The new “Non-Governmental Organizations Act” has been described as a “major blow” for Ugandan civil society, with projects such as the United States run HIV charity, Walter Reed Project, which was raided by police in 2014, being forced to shut down.
Defending the new law, Junior Internal Affairs Minister, James Baba said, “There are some NGOs who have come here to undermine us, to promote very bad behavior like homosexuality.”
Baba adds that “as a responsible government” they need to check that NGOs “will not be able to do that when we pass this law.”
As a result of the law foreign NGOs will be completely barred from commenting or involving themselves in Ugandan politics. It also allows powers to supervise, approve, inspect, and dissolve any NGOs, before imposing severe criminal penalties for violations.
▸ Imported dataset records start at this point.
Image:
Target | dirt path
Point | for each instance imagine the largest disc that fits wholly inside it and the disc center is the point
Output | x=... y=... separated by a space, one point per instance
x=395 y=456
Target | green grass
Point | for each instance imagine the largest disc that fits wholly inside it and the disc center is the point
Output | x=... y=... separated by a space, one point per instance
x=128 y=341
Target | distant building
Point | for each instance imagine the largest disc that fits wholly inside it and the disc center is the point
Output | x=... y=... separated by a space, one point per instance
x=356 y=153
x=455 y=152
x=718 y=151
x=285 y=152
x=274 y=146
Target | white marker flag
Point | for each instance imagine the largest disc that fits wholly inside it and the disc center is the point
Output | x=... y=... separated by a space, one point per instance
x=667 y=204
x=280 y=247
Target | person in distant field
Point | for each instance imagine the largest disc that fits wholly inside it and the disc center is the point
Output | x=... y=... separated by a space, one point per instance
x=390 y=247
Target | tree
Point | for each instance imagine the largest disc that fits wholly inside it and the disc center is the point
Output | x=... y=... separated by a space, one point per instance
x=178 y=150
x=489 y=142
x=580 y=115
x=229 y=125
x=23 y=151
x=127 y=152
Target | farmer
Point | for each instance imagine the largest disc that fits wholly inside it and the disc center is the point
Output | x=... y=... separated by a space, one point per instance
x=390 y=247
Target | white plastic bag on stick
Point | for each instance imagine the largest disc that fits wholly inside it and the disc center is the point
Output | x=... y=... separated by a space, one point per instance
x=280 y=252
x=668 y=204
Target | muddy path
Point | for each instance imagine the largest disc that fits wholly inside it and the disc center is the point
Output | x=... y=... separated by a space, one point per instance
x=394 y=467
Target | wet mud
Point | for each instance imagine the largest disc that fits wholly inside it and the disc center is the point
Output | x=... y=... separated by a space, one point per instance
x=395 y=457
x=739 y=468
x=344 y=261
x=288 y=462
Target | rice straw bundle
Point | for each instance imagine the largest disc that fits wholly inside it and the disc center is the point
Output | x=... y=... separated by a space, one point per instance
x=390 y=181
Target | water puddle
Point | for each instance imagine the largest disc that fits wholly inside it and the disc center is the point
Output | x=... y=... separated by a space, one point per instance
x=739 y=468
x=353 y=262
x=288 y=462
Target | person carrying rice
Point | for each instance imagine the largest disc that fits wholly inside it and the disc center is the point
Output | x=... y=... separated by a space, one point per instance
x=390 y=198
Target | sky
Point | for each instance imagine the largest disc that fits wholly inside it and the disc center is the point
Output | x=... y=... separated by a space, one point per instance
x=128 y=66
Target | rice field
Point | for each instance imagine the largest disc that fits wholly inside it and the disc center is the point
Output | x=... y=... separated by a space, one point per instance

The new law specifies that NGOs must not “engage in any activity which is … contrary to the dignity of the people of Uganda.”
Nicholas Opiyo, executive director of Chapter Four Uganda, explained that the law will “obstruct the ability of all Ugandans to work collectively through local and international organisations on any research or advocacy that may be deemed critical of the government.”
“Vague and overly broad provisions open the door to silencing peaceful government critics and activists of all sorts.”
The penalty for NGOs operating without a permit could result in fines, prosecution, and criminal penalties including four to eight years incarceration for the organisation’s directors.